Red winemaking most often involves a second fermentation, known as malolactic fermentation, or MLF, which converts the sharper-tasting malic acid into the softer lactic acid. This is accomplished by cultured lactic acid bacteria (LAB), some of which can produce biogenic amines, including histamine and tyramine, or if the MLF is not properly managed. If a specific bottle of red wine is known to cause headaches, with the next bottle, first take antihistamine to establish whether histamines are in fact the problem. Whites are usually not processed for MLF as the by-products do not marry well with the lighter, fruitier style. Full-bodied, barrel-fermented or oak-aged, buttery Chardonnays are common exceptions. And so, Chardonnays and other MLF whites can also be a source of biogenic amines. The effects of these amines are compounded in the presence of alcohol, and so, again, reds tend to be the culprits given their higher alcohol levels. But individuals that possess the digestive enzymes (amine oxidases) that inactivate the biogenic amines will feel no ill effects.
Tannins
Another possibility is tannins—those compounds responsible for the taste of bitterness and sensation of astringency in reds, or as winemakers prefer to say, tannins add to the “mouthfeel.” Tannins are believed to release serotonin—a neurotransmitter found mainly in the gastrointestinal tract but also in the central nervous system. Serotonin dilates and constricts blood vessels in the brain, which can cause headaches and possibly migraines. Serotonin also causes the gut to move faster, which can cause diarrhea.

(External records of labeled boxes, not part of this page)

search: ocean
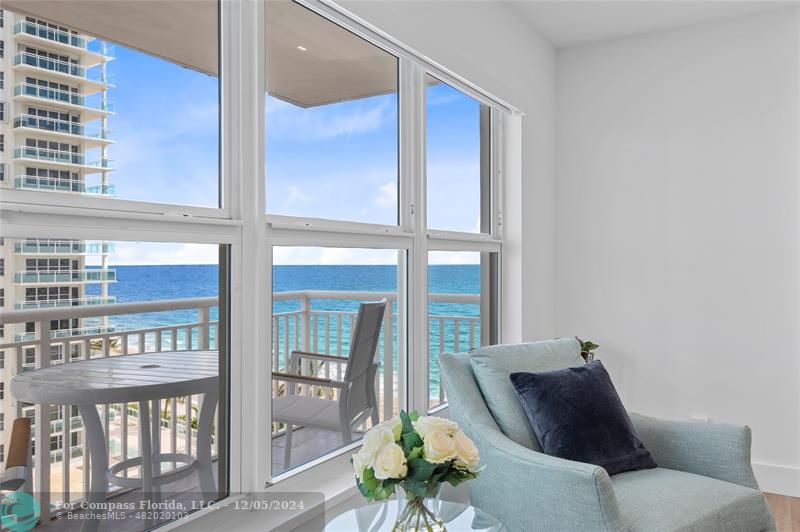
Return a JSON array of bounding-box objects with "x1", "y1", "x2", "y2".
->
[{"x1": 86, "y1": 264, "x2": 480, "y2": 388}]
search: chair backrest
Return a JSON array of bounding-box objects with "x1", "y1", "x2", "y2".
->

We can conclude that tannins too can be classified as toxicological, but they aren’t probably by their virtue of being natural. Tannins are naturally synthesized in plants as part of their defense mechanisms.
Are Sulfites Bad?
Sulfites are suffering a bad rap only because they are not “natural.” Sure, sulfites are not really good if we could do away with them, but they are not necessarily bad either when used judiciously. But consumer perception is reality—sulfites are bad.
Winemakers need to deal with this one way or another, but no other alternative has proven anywhere as effective as sulfites at protecting wine. I strongly believe that winemakers can reduce the use of sulfites by getting into a minimalist mindset, but I don’t believe that zero sulfites is the solution—not yet given the winemaker’s toolset. Vinegrowing and winemaking conditions are rarely perfect to completely eliminate sulfites—a minimum amount is always required. Until some new solution proves more effective and “healthier,” sulfites are here to stay. Just ask the Romans.
Great post Daniel. I’ve tried explaining this to other people as well, but this is a great reference article to refer them to.
I wish they would remove CONTAINS SULFITES off of wine labels. There are so many other food products that contain them and they do not have to have the same recognition on their labels.
Well spoken, Daniel.
The issue isn’t whether sulphites are benign or dangerous. The issue is whether this judgement on them is important or not. And bottom line, unless you’re an asthmatic bent on inhaling sulphur dioxide, sulphites are far less important than tens of thousands of other things we are exposed to on a daily basis.